A few weeks before heading out to Chuckwalla Valley Raceway for this year’s literbike comparison, Test Fleet Manager Michael Candreia put in a call to Matrix Concepts and ordered a surplus of the company’s M3 Utility Cans. Keeping eight bikes fully fueled for two days straight wasn’t going to be an easy feat, and we needed to be prepared for whatever the fuel pump threw our way.
The M3 isn’t your average fuel container. Yes, it’s constructed from your typical high-density polyethylene (HDPE) plastic and designed for one simple task, but the resemblance to your standard fuel jug ends right about there. The can is designed with a unique three-ridge bottom that doubles as a second grab handle for easy one-man filling, and the jug features “name and number” panels that can be personalized for that full-factory look. Up top, the M3 is fitted with a three-inch spin-on cap equipped with a screw-in vent plug good for controlling fuel flow from jug to tank. The M3 also ships with a five-inch-long hose, one-inch fill reducer to regulate fuel flow and high-quality hose clamps at all hose/plastic interfaces; sometimes it’s the small things that set a product apart from the competition.
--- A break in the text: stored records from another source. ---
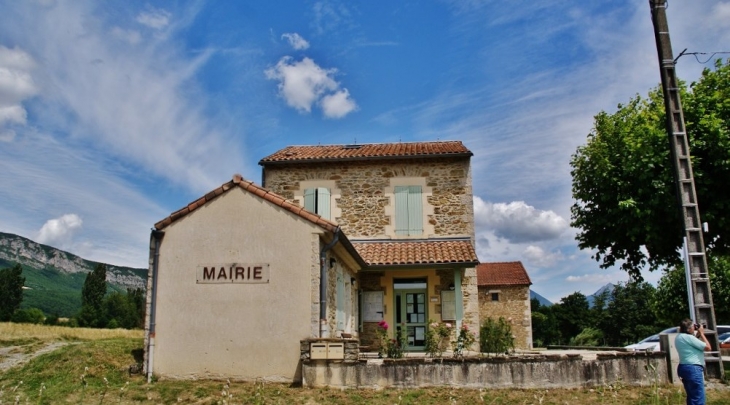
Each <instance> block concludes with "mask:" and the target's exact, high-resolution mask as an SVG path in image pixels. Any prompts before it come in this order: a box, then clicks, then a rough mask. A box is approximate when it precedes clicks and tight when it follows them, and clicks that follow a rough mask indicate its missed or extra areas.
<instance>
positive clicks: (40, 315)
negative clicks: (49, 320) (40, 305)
mask: <svg viewBox="0 0 730 405" xmlns="http://www.w3.org/2000/svg"><path fill="white" fill-rule="evenodd" d="M45 319H46V316H45V315H43V311H41V310H40V309H38V308H27V309H19V310H17V311H15V312H14V313H13V315H12V316H11V317H10V321H11V322H15V323H36V324H39V323H43V321H44V320H45Z"/></svg>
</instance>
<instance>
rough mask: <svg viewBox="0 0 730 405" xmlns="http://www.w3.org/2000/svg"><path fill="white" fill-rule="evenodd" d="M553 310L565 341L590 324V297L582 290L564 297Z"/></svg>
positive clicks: (580, 330)
mask: <svg viewBox="0 0 730 405" xmlns="http://www.w3.org/2000/svg"><path fill="white" fill-rule="evenodd" d="M552 310H553V311H554V313H555V318H556V320H557V323H558V327H559V328H560V332H561V335H562V338H563V343H567V342H568V341H570V339H571V338H573V337H575V336H577V335H578V334H579V333H580V332H581V331H582V330H583V329H584V328H586V327H588V326H590V311H589V308H588V299H587V298H586V296H585V295H583V294H581V293H580V292H574V293H573V294H570V295H568V296H567V297H563V298H562V299H561V300H560V303H559V304H556V305H553V308H552Z"/></svg>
Important to mention is that the M3 has a four-gallon capacity (as marked on the leading edge of the can) rather than your usual five. Matrix claims that the one-gallon-less capacity makes the M3 easier to tote around the pits and less cumbersome when filling bikes. The jug’s unique shape and smaller size make it easier to store inside your trailer or garage too, an aspect we found accommodating when stuffing the Sport Rider van to its gills — think of it as having a handicap in a game of Tetris.
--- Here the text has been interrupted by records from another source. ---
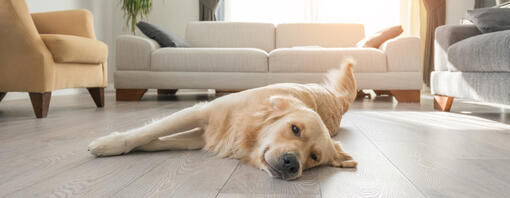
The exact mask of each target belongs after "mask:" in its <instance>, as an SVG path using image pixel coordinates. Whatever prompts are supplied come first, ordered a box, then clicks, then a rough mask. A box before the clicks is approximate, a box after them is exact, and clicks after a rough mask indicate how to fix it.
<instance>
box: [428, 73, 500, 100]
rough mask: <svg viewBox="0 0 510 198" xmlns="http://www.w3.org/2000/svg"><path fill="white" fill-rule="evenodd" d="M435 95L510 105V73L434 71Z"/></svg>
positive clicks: (434, 83)
mask: <svg viewBox="0 0 510 198" xmlns="http://www.w3.org/2000/svg"><path fill="white" fill-rule="evenodd" d="M431 80H432V81H431V91H432V94H434V95H445V96H451V97H456V98H467V99H473V100H477V101H483V102H490V103H499V104H506V105H510V88H509V87H510V73H507V72H447V71H442V72H432V78H431Z"/></svg>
The M3 Utility Can worked as we’d hoped at the racetrack, making for quick and easy between-session fill-ups. Gaskets at each plastic joint kept our costly petrol investment from spilling to the tarmac, and the flow through the wide-diameter hose was superb. Another feature we appreciated when using the M3 at the track was the air vent on the cap. A lot of our older jugs have separate vents down on the handle, all of which typically manage to tear off and walk away, but the M3’s has a more solid feel and only needs to be loosened a small amount before allowing fuel to flow. We’re fairly confident we won’t be losing this one anytime soon, if ever.
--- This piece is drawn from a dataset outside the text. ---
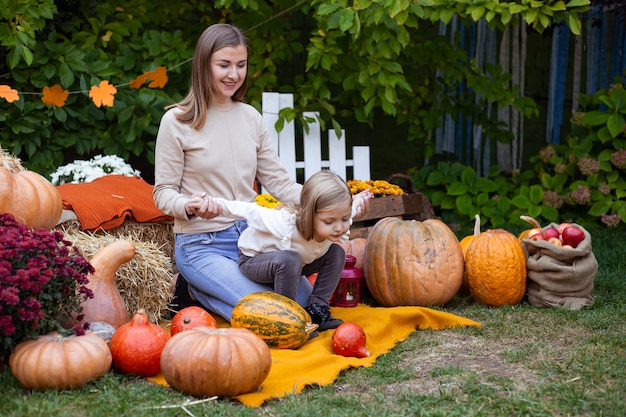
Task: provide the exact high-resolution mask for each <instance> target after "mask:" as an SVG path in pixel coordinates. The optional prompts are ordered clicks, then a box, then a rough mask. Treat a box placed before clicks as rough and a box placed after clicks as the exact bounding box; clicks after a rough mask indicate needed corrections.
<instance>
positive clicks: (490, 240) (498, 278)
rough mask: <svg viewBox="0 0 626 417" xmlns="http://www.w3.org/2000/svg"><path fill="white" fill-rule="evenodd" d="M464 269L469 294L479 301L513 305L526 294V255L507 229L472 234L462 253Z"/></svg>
mask: <svg viewBox="0 0 626 417" xmlns="http://www.w3.org/2000/svg"><path fill="white" fill-rule="evenodd" d="M465 271H466V274H467V279H468V283H469V289H470V294H471V295H472V297H474V299H475V300H476V301H478V302H479V303H482V304H486V305H488V306H491V307H500V306H503V305H515V304H517V303H519V302H520V301H521V300H522V298H523V297H524V294H525V293H526V255H525V254H524V249H523V248H522V244H521V243H520V241H519V240H518V239H517V237H516V236H515V235H514V234H513V233H511V232H509V231H507V230H504V229H491V230H486V231H484V232H483V233H481V234H480V235H479V236H476V237H475V238H474V240H472V242H471V243H470V244H469V246H468V247H467V250H466V252H465Z"/></svg>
Complaints were few and far between when it came to the M3, but we did agree that the hose spout could be a few inches longer. The five-inch piece worked, but a little extra length would’ve made sportbike fill-ups a bit easier. Daily abuse at the track also led to the M3’s decals getting separated from the plastic, which would’ve concerned us more had we invested in the custom graphics.
California Air Resources Board (CARB) regulations currently prevent Matrix Concepts from selling the M3 in California, but the company is rumored to already be working on a solution. U.S. citizens outside the sunny state can pick up an M3 with much less hassle, in multiple colors and all for the price of $59.95.